Re: fs-independent quotas

To: Manuel Bouyer <bouyer%antioche.eu.org@localhost>
Subject: Re: fs-independent quotas
From: David Holland <dholland-tech%netbsd.org@localhost>
Date: Thu, 20 Oct 2011 17:35:16 +0000
On Thu, Oct 20, 2011 at 12:56:17PM +0200, Manuel Bouyer wrote:
 > > > > So, a few months back we got a new improved quota format for FFS.
 > > > > Unfortunately, one of the side effects of this was to sprinkle
 > > > > specific knowledge of the new format through all the userlevel quota
 > > > > tools and quota support logic. To be fair, this was alongside the
 > > > > existing specific knowledge of the old quota format; nonetheless, it's
 > > > > messy and unscalable.
 > > > 
 > > > of course there's been changes to the tools, as there's a new format.
 > > 
 > > The tools ought to be format-independent.
 > 
 > I can't parse this, can you explain ? The tools needs to be aware of the
 > format to do something usefull with the data, isn't it ?

The tools can and should work with a filesystem-independent abstract
schema. This should be independent of any filesystem's on-disk quota
format, just as the <dirent.h> structures are independent of any
filesystem's on-disk directory layout.

 > > > You'll have to explain this. lfs is some variant of ffs, I see no
 > > > reasons why it coudln't use the new format.
 > > 
 > > It could use whatever format it wants. To the extent it currently
 > > supports quotas, I think it's limited to the old-style quotas, that
 > > is, quota1. But there's no way to plug it in without taking the
 > > fs-dependent code currently in all the tools and access pathway and
 > > making a third or perhaps a third and fourth copy of all the logic.
 > 
 > that's plain wrong. If it's quota1 you can use the quota1 code in
 > sys/ufs/ufs (just as it would have done before quota2).

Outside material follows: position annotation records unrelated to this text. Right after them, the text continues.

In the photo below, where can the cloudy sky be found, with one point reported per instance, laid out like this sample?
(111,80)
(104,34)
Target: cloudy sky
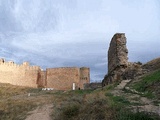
(66,33)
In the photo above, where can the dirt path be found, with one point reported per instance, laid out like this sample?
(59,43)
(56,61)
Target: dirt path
(41,113)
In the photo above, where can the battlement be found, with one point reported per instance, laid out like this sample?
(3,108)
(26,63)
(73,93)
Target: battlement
(33,76)
(11,65)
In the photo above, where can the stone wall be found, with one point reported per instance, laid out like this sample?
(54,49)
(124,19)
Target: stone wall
(63,78)
(22,75)
(33,76)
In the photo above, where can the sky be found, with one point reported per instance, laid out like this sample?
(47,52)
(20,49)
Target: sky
(77,33)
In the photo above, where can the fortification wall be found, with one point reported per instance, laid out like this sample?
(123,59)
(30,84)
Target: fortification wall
(62,78)
(42,79)
(22,75)
(84,77)
(33,76)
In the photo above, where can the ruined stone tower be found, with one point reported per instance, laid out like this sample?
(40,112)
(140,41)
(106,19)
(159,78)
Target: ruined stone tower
(117,58)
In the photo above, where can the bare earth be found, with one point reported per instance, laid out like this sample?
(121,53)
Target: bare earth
(41,113)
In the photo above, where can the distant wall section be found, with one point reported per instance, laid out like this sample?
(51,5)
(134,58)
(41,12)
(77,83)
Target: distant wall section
(63,78)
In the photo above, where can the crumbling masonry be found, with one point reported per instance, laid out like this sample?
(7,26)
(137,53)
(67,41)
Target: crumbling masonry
(33,76)
(118,66)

No, it is not wrong. It cannot use the quota1 code in ufs; the whole
premise of the proposed lfs renovation is to unhook lfs from ufs. The
ufs code is a big blob, not a library of components; you can't just
use parts of it, or at least not easily.

I can copy the ufs quota1 structures and some of the ufs quota code,
yes; but then I have struct lfs_dqblk, and I need to interface it to
the rest of the system, and as things currently stand that forces me
to clone all the ffs-quota1-specific quota code all over everywhere.

The lfs/ufs split would have been committed ages ago if the quota
system hadn't gotten in the way. This is why, last spring, when yo
were designing quota2, I was asking you to fix things above the FS to
be FS-independent. But you didn't; instead it got worse. I tried at
the time to explain the situation and the premises, and why the quota
system should be FS-independent at and above the VFS level, but I got
ignored and then sucked away by real life.

Now I'm trying to fix it.

 > > Likewise, if I were to go add quota support to v7fs, or try to hook up
 > > whatever quota support zfs has, or commit Hammer and try to get
 > > whatever quota support *it* has working, or add ext2 quota support, or
 > > write a new fs with quota support, or whatever, I'd have to make still
 > > more copies of the logic to cope with all the different formats and
 > > layouts.
 > 
 > Of course if you have new on-disk format you need to do some conversion,
 > whatever "filesystem independant" format you use.
 > But I think you could still reuse sys/ufs/ufs/quota2_subr.c to do the
 > convertion from plist to some binary representation.

I could cut and paste it, maybe. That's not particularly desirable.

 > > This is not a good idea, not scalable, and not sensible, especially
 > > when a filesystem-independent (read "format-independent" if you like)
 > > interface is both perfectly possible and simpler.
 > 
 > I strongly believe the plist representation is format-independent.
 > It has exactly the same informations as what you propose.

Right now, I'm not sure if it is or not. I'm only sure that it's
highly complicated (unnecessarily so) and underdocumented. Meanwhile,
you've also been arguing that the quota2 on-disk structures are
format-independent, so forgive me if I take this all with a grain of
salt.

 > >  > This is exactly the format described in quotactl(2).
 > > 
 > > No, what's described in quotactl(2) is something about commands and
 > > arguments... and while there is a substructure that looks something
 > > like this, the fact remains that it's a *sub*structure
 > 
 > Yes, but you still need a way to pass commands. You didn't talk about this.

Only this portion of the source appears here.